Secondo quanto ricostruito dalle indagini della Digos e della Polizia postale, coordinate dal procuratore Marcello Viola e dal pm Alessandro Gobbis, gli arrestati, entrambi di origine egiziana, avrebbero portato avanti su gruppi online “una consapevole e deliberata attività di proselitismo via social a favore dell’Isis“, oltre che finanziamenti per circa 4mila euro totali destinati a vedove di combattenti jihadisti. Comparse online, da parte del più giovane, anche minacce alla premier Giorgia Meloni.

“Non faccio parte dell’Isis – ha detto Rafaei difendendosi davanti al gip -, mettevo dei commenti di approvazione soltanto alle loro azioni contro il regime siriano. I soldi versati alle donne, poi, erano una forma di beneficenza e le frasi contro Meloni erano solo una critica politica“. Anche l’altro arrestato ha spiegato che si trattava soltanto di “manifestazioni di simpatia per l’Isis in un periodo in cui combatteva contro Assad in Siria e in Iraq per riscattare le masse disagiate”. Quando ha capito “che lo Stato islamico era quello che era” si sarebbe quindi “dissociato”.

“Ho presentato istanza di scarcerazione con richiesta di arresti domiciliari, dopo un’interlocuzione con il pm valuterò se presentare ricorso al tribunale del Riesame. Il mio assistito ora si è reso conto che quello che stava facendo è un reato, non sapeva che mettere un like o vedere e condividere questi filmati fosse un reato. Ha commesso una leggerezza con superficialità. Ha reagito piangendo, è distrutto perché pensa alla sua famiglia” ha dichiarato Emanuele Perego, legale di Refaei.

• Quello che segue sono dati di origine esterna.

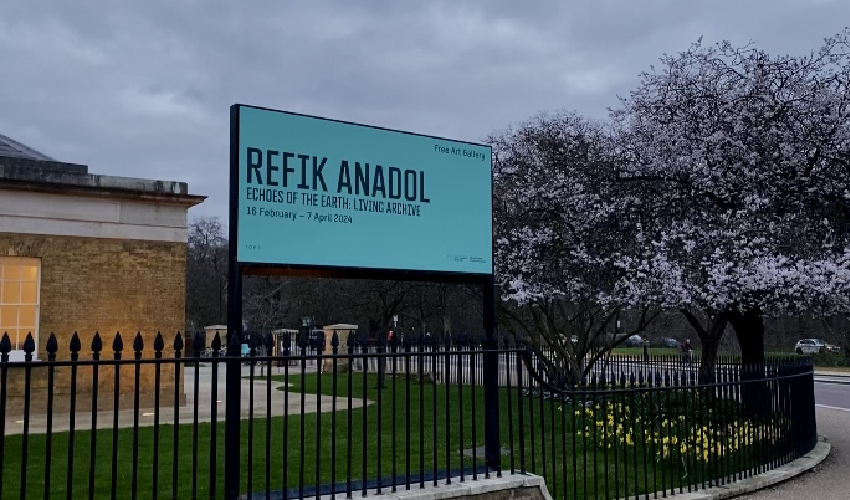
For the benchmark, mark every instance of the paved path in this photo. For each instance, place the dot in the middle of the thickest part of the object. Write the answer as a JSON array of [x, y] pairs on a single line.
[[281, 404]]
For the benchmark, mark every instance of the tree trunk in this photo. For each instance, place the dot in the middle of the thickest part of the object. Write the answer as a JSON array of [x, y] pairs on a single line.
[[749, 329], [708, 358]]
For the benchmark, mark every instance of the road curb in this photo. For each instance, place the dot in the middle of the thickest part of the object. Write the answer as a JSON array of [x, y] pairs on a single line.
[[770, 478], [833, 382]]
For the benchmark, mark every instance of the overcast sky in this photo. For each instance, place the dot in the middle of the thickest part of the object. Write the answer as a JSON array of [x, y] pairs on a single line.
[[142, 88]]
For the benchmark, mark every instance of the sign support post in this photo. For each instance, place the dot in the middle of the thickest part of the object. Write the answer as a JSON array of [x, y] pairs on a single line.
[[328, 179], [492, 444], [233, 340]]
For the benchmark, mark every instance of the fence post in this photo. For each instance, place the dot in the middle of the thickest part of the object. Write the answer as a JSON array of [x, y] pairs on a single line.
[[492, 444]]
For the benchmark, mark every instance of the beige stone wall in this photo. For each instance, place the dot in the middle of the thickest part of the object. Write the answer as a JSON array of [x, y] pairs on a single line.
[[93, 285]]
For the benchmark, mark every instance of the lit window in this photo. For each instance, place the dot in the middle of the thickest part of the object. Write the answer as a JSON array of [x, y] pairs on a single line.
[[19, 301]]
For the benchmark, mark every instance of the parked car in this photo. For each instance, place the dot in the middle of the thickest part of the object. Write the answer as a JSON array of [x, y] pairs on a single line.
[[814, 346], [669, 342], [633, 341]]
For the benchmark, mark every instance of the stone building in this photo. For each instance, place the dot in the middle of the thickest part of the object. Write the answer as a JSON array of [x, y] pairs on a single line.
[[87, 253]]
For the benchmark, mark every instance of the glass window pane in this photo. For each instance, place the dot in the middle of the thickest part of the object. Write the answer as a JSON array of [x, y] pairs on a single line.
[[29, 294], [29, 272], [11, 270], [10, 292], [8, 318], [26, 317]]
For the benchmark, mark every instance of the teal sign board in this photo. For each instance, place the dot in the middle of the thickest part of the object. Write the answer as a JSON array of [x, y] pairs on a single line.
[[319, 192]]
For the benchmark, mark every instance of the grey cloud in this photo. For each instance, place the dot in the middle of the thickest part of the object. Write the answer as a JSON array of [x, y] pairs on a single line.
[[143, 88]]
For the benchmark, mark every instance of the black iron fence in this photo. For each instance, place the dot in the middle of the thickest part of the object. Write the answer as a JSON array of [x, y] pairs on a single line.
[[367, 418]]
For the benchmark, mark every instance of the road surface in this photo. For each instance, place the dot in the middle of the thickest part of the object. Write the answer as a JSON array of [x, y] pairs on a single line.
[[829, 480]]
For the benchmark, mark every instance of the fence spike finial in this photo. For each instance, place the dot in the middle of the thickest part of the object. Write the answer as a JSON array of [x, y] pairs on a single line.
[[96, 344], [138, 344], [117, 344], [76, 345], [216, 344], [178, 343], [29, 346], [52, 345], [198, 344], [158, 343], [5, 345]]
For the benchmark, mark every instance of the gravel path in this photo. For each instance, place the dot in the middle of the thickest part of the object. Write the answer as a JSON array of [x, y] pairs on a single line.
[[828, 481]]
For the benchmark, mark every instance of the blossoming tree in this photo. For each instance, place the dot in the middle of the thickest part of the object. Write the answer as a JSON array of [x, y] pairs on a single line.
[[752, 154], [559, 227]]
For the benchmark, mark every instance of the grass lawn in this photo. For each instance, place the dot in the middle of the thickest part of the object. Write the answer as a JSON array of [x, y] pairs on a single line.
[[443, 422]]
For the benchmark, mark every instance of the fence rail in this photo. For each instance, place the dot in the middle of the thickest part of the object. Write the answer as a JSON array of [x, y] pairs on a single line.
[[370, 418]]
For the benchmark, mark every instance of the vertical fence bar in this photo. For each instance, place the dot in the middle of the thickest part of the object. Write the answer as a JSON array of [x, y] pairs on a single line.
[[117, 347], [420, 365], [285, 421], [381, 373], [447, 383], [365, 419], [492, 441], [76, 347], [252, 352], [198, 345], [216, 345], [334, 391], [520, 412], [319, 369], [138, 345], [52, 347], [434, 407], [269, 343], [460, 375], [508, 347], [407, 450], [5, 348], [474, 421], [175, 461], [349, 452], [158, 346], [394, 351], [302, 345], [29, 348]]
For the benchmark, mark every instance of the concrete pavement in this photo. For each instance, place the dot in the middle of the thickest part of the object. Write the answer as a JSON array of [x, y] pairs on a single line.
[[281, 404], [827, 481]]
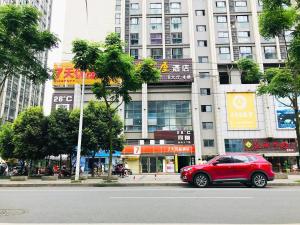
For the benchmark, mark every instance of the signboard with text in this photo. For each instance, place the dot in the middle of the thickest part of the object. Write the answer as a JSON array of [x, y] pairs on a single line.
[[265, 145], [179, 136], [62, 100], [175, 70]]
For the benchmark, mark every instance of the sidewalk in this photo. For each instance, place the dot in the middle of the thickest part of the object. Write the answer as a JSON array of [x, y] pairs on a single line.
[[133, 180]]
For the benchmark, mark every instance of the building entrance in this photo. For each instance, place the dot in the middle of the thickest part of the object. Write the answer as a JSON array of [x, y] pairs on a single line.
[[152, 164]]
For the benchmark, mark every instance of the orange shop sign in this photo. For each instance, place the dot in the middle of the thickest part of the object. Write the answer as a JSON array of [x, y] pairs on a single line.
[[160, 149], [66, 74]]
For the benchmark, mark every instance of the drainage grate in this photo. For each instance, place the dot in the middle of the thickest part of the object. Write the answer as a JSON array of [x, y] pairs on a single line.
[[11, 212]]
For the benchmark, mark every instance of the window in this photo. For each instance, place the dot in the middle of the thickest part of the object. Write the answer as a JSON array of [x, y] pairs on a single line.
[[202, 43], [204, 91], [224, 78], [223, 37], [240, 159], [133, 116], [176, 38], [270, 52], [220, 4], [204, 75], [134, 6], [234, 145], [206, 108], [225, 160], [156, 39], [134, 53], [242, 19], [169, 115], [209, 142], [175, 7], [207, 125], [221, 19], [200, 12], [156, 24], [134, 21], [203, 59], [243, 36], [240, 4], [223, 34], [176, 23], [155, 8], [134, 39], [157, 53], [246, 52], [177, 53], [201, 28]]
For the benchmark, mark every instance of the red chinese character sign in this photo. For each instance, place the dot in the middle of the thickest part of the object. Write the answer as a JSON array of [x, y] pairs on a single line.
[[264, 145]]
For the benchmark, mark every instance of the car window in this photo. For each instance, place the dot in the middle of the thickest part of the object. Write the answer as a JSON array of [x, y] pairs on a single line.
[[252, 158], [240, 159], [225, 159]]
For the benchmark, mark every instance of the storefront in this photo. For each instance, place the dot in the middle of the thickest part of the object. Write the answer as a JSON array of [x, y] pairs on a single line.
[[158, 158], [282, 153], [101, 159]]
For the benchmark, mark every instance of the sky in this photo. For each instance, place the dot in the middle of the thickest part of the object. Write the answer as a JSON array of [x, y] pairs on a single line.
[[57, 27]]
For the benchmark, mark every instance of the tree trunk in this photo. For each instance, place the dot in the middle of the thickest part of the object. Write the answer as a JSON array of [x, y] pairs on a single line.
[[60, 162], [93, 162], [110, 150], [71, 164], [296, 108]]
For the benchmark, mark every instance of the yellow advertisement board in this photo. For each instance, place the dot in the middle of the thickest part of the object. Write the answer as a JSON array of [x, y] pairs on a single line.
[[241, 110], [66, 74]]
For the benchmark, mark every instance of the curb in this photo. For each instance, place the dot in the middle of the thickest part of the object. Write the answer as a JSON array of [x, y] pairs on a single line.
[[126, 185]]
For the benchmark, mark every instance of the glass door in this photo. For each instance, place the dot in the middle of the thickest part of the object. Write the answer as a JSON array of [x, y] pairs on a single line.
[[145, 164], [152, 164]]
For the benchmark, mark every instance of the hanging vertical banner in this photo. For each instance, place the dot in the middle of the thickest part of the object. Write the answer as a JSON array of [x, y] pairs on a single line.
[[241, 111]]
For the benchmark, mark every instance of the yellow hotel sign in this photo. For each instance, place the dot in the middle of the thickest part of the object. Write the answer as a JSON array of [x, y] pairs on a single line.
[[241, 111], [66, 74]]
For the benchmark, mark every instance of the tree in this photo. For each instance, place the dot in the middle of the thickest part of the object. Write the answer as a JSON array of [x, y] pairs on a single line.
[[118, 73], [30, 132], [21, 43], [95, 136], [6, 141], [60, 135], [279, 16]]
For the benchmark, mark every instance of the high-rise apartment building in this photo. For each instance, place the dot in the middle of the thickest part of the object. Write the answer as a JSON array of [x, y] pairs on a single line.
[[19, 92], [203, 105]]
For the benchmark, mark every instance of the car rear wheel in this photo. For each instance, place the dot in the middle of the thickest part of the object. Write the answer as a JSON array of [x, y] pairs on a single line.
[[247, 184], [259, 180], [201, 180]]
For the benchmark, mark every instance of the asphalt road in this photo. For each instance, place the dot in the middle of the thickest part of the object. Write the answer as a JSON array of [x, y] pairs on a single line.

Il 44ebbe è accusato di apologia dello Stato Islamico sui social, insulti antisemiti, minacce a “cariche istituzionali italiane” e di aver inviato soldi in Medioriente (Yemen e Palestina) a sostegno della donne dello “Stato islamico. “Siamo tutti esseri umani – prosegue Perego – conosco sia il giudice che il pm, so che sono persone serie e garantiste quindi auspico che non si faranno condizionare dal contesto internazionale. So che sarà una scelta sofferta che potrà andare anche contro corrente rispetto al clima generale, però bisogna contestualizzare la vicenda, valutarla nella reale consistenza e lieve gravità. Sono sicuro che il giudice non si farà condizionare dall’attentato di Bruxelles e dalla guerra tra Palestina e Israele.